Brene Brown writes in her books about shame versus guilt– that shame is silencing & paralyzing, but guilt isn’t.  I haven’t read enough of her books to have worked out my own processes to pinpoint all the things that make me shame-turtle, but the “you shouldn’t need help and it’s wrong to ask for it” message clearly got driven home at some point.  At some point, my incapacity to competently and intelligently handle a situation all on my own (even when, objectively, it’s more than any one person could handle), or my need for others to give me some positive emotional reinforcement got deeply entwined with my being a “bad” person if I had to ask for help.  If it was freely given, then maybe it was something I could consider accepting (although even then it was suspect, because I have known lots of people who were just manipulative in the end and that reinforced the “don’t ask” button in a different way).  In the meantime, I put on a brave face or a brusque face or just straight out lie.

And asking doesn’t guarantee that you’ll get the help that you need.  You might get half-measures, or none, and have to still do it yourself, with the anti-climax of breached trust in your fellow humans.  (Hooray!?!  At least it tells you who not to waste your energy on?

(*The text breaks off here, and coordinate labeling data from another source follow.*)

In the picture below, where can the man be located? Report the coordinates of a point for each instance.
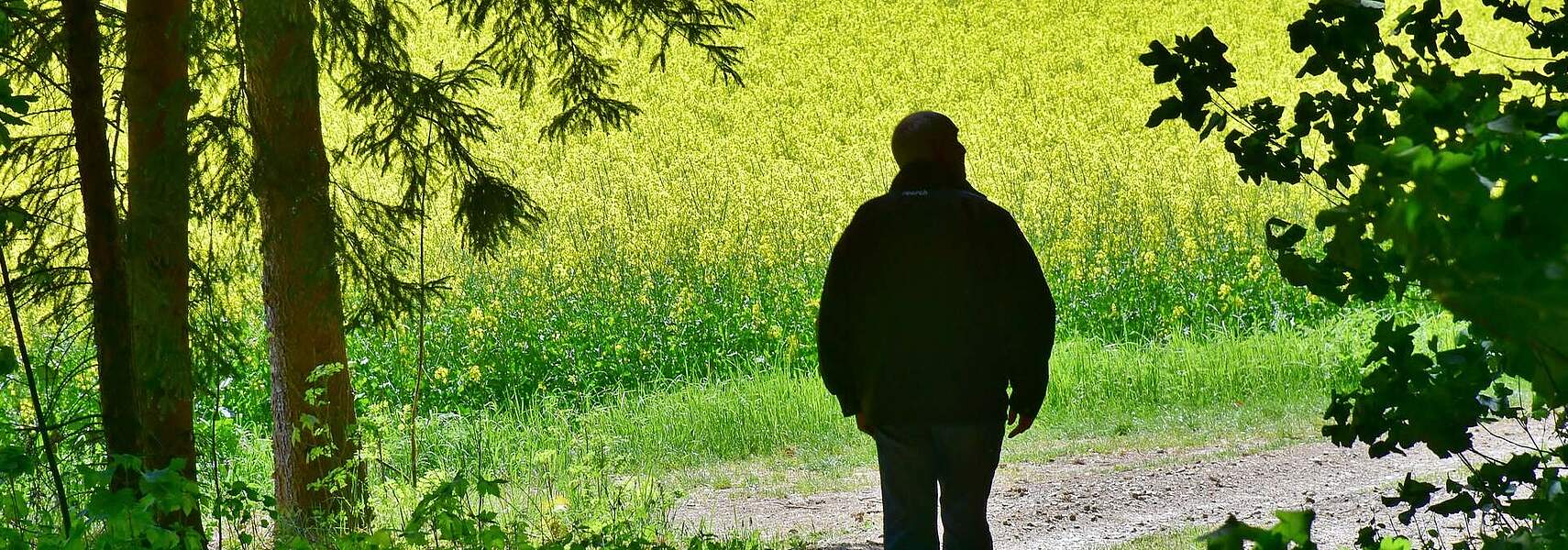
(933, 304)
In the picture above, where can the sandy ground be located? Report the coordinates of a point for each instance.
(1101, 500)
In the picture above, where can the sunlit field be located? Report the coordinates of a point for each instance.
(693, 245)
(660, 323)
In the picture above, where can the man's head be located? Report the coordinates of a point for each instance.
(927, 137)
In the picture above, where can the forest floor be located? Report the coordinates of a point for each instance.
(1101, 500)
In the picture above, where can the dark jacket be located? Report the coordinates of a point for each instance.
(933, 304)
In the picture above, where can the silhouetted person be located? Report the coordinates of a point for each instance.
(932, 307)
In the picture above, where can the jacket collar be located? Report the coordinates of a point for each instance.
(929, 176)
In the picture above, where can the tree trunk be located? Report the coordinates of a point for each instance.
(101, 214)
(157, 232)
(313, 397)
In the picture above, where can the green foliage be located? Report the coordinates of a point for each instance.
(1443, 179)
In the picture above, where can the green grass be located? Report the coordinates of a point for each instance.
(1181, 539)
(778, 430)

Framing shit as teachable moments just sucks.)  Sometimes, you’ll get help from unexpected quarters– and that’s good, in the end, but can be complex if you’ve been less than gracious to those folks beforehand, and so you’ve got to reevaluate your own shitty behavior.

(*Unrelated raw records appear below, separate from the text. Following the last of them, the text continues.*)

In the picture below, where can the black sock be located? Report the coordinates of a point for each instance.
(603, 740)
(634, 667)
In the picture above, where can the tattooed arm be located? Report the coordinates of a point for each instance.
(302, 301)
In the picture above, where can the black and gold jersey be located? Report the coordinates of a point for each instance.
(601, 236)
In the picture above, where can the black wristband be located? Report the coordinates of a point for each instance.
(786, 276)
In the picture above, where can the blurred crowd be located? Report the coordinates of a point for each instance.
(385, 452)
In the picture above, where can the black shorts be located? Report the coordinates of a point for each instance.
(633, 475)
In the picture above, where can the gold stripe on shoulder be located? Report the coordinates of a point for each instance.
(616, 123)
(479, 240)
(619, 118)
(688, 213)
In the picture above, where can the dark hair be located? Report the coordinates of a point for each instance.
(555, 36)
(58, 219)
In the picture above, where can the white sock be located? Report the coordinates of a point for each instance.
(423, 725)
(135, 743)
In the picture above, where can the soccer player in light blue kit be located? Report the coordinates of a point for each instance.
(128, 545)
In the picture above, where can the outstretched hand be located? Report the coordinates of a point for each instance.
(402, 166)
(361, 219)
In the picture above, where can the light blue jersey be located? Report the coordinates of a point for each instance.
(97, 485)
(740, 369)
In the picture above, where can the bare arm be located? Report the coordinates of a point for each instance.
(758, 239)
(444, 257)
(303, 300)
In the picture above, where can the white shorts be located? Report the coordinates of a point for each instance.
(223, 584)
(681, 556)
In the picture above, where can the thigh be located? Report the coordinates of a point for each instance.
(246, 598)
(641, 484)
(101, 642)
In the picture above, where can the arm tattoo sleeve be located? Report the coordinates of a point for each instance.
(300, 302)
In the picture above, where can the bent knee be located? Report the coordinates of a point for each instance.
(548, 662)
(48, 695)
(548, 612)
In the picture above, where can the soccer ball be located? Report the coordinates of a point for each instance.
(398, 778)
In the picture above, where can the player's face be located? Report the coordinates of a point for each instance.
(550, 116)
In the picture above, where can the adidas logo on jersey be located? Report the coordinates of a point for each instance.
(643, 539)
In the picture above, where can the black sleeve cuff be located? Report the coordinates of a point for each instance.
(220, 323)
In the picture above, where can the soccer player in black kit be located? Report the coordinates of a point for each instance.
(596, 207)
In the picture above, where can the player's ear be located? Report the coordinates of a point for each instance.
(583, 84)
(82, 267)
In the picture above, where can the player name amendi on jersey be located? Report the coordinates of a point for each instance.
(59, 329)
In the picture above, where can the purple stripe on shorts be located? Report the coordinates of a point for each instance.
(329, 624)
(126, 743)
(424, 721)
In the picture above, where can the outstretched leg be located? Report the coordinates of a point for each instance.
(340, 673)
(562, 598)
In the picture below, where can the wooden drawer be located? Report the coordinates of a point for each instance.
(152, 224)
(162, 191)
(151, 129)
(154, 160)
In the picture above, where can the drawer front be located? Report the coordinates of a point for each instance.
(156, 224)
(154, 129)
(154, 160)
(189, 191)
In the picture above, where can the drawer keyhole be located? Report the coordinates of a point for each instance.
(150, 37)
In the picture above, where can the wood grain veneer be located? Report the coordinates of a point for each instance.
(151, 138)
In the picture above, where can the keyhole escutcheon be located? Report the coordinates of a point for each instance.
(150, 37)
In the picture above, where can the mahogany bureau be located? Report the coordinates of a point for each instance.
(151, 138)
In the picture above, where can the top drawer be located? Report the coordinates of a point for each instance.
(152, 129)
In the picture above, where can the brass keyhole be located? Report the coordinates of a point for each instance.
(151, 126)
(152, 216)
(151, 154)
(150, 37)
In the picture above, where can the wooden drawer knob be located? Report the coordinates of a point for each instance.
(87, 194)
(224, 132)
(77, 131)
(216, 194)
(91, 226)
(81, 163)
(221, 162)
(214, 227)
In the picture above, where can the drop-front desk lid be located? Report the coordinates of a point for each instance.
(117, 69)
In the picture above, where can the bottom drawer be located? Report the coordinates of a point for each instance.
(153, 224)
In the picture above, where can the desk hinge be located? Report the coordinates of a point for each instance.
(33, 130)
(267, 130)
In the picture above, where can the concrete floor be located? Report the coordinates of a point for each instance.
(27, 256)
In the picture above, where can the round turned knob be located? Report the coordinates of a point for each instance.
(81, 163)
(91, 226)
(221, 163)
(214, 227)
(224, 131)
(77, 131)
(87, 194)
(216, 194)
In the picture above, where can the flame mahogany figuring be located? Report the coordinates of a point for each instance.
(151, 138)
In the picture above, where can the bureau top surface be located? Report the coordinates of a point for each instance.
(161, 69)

I’m writing this on day one of my leave of absence, after precisely two hugs (freely given) and four and a half well-meant expressions of taking it easy or good luck or likewise from direct coworkers. I did get several more well-wishes from folks in my working group, and some unexpected help from that quarter, too– which means, again, that I have to examine the divide between my own self-perception and others’ willingness to help when asked not by me, but my boss. I am seriously questioning how long I will stay at my job once I return, having talked myself off the ledge of trying to quit while I’ll out– but the larger question of the cluelessless and/or disinterest of most of my coworkers and my need to look at what I can do to prevent future overexertion as well as to identify– what is it I like about the job, in case I do decide to look elsewhere, what I need to change in this workplace in me and in others for me to tolerate staying, and what conversations I need to have with colleagues & higher ups to see what would work.

Of course, there are other things to do.  Sleep.  Read.  Socialize.  Tackle the garden.  File for divorce.  Get my dad’s mortgage resettled.  Other family health & legal projects.  They will be good distractions and anxiety-reducers around the hard work of “how did I get here again,” and “how do I ask for what else I need to keep going?”